With a much better bedside manner than the admitting physician, this doctor patiently answered questions and outlined the course of the disease; he assured me that plummeting blood counts notwithstanding, my recurring fevers would abate in a few days, my strength would eventually return and I would fully recover. What U.S. hospital could boast such a reliable, attentive, knowledgeable and organized team of medical experts? Certainly, none for the price: less than $600 a day.

Throughout my stay, my family heroically handled paperwork and sat with me for hours on end, making occasional forays into the city and to temples. Truth be told, my boy was quite content to watch unprecedented amounts of TV in air-conditioned comfort, ride tuk-tuks back and forth to the hotel and help me maneuver my IV instead of traipsing among the ruins in the heat. For the most part, he refrained from making fun of my “piggy eyes” — fluid retention being yet another unpleasant symptom of dengue.

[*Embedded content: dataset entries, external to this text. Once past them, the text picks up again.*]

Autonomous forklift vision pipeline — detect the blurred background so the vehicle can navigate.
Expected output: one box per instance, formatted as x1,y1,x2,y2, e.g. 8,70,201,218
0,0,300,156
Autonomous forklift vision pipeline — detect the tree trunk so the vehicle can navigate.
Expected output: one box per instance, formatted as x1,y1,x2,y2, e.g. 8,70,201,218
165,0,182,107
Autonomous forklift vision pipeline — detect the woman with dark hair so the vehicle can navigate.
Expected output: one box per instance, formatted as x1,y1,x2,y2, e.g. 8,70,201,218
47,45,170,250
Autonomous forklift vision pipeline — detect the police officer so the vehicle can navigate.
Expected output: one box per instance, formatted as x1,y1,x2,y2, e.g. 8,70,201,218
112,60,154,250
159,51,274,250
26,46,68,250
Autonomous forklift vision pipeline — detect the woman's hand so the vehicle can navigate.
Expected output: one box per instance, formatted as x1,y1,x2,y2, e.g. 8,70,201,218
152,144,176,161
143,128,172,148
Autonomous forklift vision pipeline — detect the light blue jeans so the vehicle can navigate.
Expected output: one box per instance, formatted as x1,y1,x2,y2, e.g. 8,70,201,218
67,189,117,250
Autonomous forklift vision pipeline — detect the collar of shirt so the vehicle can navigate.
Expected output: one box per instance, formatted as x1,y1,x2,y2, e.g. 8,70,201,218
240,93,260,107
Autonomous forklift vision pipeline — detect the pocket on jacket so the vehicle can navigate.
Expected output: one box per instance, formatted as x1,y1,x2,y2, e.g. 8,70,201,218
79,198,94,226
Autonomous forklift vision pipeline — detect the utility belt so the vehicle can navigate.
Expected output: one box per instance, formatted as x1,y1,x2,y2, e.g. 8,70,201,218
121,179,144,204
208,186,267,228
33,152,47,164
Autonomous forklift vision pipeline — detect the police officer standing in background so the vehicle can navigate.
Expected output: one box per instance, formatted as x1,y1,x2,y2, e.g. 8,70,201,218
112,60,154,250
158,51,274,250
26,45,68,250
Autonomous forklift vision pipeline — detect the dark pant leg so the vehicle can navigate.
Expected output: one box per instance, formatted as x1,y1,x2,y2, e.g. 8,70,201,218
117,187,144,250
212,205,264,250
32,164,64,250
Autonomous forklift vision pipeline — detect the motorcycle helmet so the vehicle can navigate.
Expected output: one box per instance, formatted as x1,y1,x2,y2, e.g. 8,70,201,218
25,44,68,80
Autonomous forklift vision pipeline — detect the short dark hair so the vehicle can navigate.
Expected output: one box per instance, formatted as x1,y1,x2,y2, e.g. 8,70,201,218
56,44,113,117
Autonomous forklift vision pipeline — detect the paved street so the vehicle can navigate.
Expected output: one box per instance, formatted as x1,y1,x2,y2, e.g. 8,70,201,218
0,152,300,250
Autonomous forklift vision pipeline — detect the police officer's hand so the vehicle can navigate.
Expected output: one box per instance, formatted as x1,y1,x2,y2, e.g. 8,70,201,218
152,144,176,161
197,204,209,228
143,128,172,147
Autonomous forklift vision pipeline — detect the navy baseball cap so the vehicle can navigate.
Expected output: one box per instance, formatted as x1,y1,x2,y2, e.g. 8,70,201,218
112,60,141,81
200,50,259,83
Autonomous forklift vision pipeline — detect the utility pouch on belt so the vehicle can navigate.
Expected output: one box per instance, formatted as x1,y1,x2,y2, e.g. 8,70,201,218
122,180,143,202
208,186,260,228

I was released after five indistinguishable days, marked only by calls from my sister and the presence of my spouse and kid, flipping channels and playing games. When my fevers stopped and my platelets began to rise from a frighteningly low level, the doctor declared that I was on the mend and could fly home. I asked whether I could do something to show my gratitude to the fabulous nurses. He said decidedly not; they were just doing their jobs.

Back in the States, I quickly regained the 10 pounds I’d lost. My lethargy and headaches gradually resolved after a few weeks. Shockingly, my insurance claim of $3,000 — documented with meticulous detail in the records I was given upon discharge — was also resolved within weeks; although I’d bought traveler’s medical insurance, my own primary insurer deemed dengue an “emergency” and covered the bill.

For a follow-up with my primary physician (who understandably wasn’t very familiar with dengue), I waited hours for a blood test and four days for the results. They were delivered in a 30-second voicemail, later followed by an incomprehensible letter: The gist was that my liver function was nearly back to normal.

Just when I thought that I could finally put my dengue experience behind me, two months after the first fever in Laos, my hair started falling out — a common side effect that no one had mentioned. More significant, if I get dengue again, my odds of getting hemorrhagic complications increase dramatically.

Now my mantra is, “Next summer in Maine.”

Rosenberg is an environmental consultant and writer in Washington.